My hope is that by the time my children do receive smartphones, they will have developed the critical thinking skills to navigate around many of these pitfalls. This approach also lays the ground work for future conversations we will need to have about appropriate technology use.

 

The Importance of Transparency

Many parents are hesitant to monitor their children’s technology use because they are afraid it will be seen as an invasion of privacy. If that is the camp you find yourself in, I want to share something Kirk Cameron said during the Gen Z Faith Summit. He raised the point that in the real world we would never let our child connect with someone and spend massive amounts of supervised time with them, so why do we think it’s okay to do that in a virtual world. His advice was to make sure the doors are always open and the lights are always on. Some great resources to help you monitor your child’s technology use are:

Covenant Eyes

Disney Circle

 

When Things Go Wrong

No matter how much we try to help our children make wise choices in the area of technology use, the odds are that there will be some bumps along the way. When that happens, be glad that it happened while they are still under your care and supervision so you can help guide them through rectifying their mistake. Instead of flying off the handle and confronting them, try to make a heart connection and find where the root of the issue lies. This doesn’t mean that consequences are not handed down, but it does mean that you want to leave the lines of communication open. I love the way David Galvan addressed this during the Gen Z Faith Summit when he talked about how in the garden after Adam and Eve had sinned, God first asked, “Where are you?” and then asked, “What have you done?” I also loved this comment from Bob Lepine from the same summit:

Today’s parents are raising sin avoiders and sin concealers. Instead we should be raising sin confessors and sin repenters.”

 

Closing Thoughts

The area of navigating technology as a family is extremely complex. Parents have to do their homework, evaluate the maturity level of their children, and spend lots of time in prayer in order to create a plan that will work for their family. My hope and prayer is that this post has given you some tools and resources as you work through this extremely important process. The next section contains some of my favorite resources to help you on this journey.

 

Recommended Resources

Screens and Teens: Connecting with Our Kids in a Wireless World by Dr. Kathy Koch
Dr. Kathy Koch’s Screens and Teens Website
The Tech-Wise Family: Everyday Steps for Putting Technology in Its Proper Place by Andy Crouch
Axis Culture Translator
Focus on the Family’s 2018 Parent’s Guide to Technology
Disney Circle
Covenant Eyes

 

If you enjoyed this post, you may want to check out my Interview with Dr.

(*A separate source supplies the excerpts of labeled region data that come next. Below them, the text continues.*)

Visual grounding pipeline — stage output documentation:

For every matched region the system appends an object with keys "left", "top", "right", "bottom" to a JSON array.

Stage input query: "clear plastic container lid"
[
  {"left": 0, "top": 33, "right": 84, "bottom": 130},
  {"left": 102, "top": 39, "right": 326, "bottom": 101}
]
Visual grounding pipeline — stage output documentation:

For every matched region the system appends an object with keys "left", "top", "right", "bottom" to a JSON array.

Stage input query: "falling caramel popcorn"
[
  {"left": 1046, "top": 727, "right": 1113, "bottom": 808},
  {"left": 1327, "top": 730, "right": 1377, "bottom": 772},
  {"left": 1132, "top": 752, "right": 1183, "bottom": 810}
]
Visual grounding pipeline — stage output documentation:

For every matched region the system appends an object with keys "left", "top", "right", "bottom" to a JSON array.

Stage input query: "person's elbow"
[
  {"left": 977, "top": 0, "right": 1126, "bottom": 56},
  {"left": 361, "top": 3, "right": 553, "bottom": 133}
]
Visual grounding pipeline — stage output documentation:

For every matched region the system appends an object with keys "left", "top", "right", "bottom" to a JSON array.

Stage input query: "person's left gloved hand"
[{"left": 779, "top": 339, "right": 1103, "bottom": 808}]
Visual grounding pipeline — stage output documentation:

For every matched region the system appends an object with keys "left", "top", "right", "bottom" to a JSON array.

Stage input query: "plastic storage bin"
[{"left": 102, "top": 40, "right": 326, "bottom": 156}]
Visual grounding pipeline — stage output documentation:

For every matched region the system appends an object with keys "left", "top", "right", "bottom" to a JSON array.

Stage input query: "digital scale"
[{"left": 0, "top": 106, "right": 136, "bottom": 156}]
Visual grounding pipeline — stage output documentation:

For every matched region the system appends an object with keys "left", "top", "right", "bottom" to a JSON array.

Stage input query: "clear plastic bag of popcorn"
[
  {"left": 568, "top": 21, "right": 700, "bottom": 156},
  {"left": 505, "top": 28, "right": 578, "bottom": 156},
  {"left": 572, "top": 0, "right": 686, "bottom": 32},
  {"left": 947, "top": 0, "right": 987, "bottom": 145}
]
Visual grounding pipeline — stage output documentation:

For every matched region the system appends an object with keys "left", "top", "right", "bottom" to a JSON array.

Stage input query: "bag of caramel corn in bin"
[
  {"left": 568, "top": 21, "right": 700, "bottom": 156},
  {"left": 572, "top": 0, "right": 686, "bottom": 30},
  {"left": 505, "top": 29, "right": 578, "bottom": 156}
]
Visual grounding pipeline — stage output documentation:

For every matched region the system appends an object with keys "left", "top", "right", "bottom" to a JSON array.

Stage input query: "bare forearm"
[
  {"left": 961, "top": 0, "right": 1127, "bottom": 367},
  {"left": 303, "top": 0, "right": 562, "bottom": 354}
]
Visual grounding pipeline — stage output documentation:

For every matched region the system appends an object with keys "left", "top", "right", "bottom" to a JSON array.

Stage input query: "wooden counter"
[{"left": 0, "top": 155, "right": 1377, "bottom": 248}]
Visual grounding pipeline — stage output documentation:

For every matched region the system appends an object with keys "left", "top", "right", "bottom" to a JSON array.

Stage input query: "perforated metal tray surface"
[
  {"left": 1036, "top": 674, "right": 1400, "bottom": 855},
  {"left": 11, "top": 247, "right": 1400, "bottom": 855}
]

Kathy Koch.

 

I am praying that you and your family will have a blessed week!   Dawn

 

3 Comments

  1. Dawn,
    Excellent post. I thought back yesterday to how we didn’t even have cell phones when our kids were young. Then the only cell phone was permanently attached to the car. We didn’t know where our children were except what they told us. But we also didn’t have the predatory devices available. I like your thoughts. I found the best thing was to listen to them, show them how we acted in situations and trust them to make wise decisions. When they didn’t we were there for them to run to.
    Blessings
    Janis

    • Thank you for your kind words, Janis. We really are pioneer parents because we are raising the first generation who has grown up immersed in technology. However, I am thankful that the Word of God never changes and is applicable for all generations. We just have to spend time reading the Bible and praying to help us know how to make those applications. Thank you so much for reading and sharing your thoughts!

    • Congratulations! You are now entered into the drawing for a free copy of Parenting Your Teen Through Chaos & Crisis.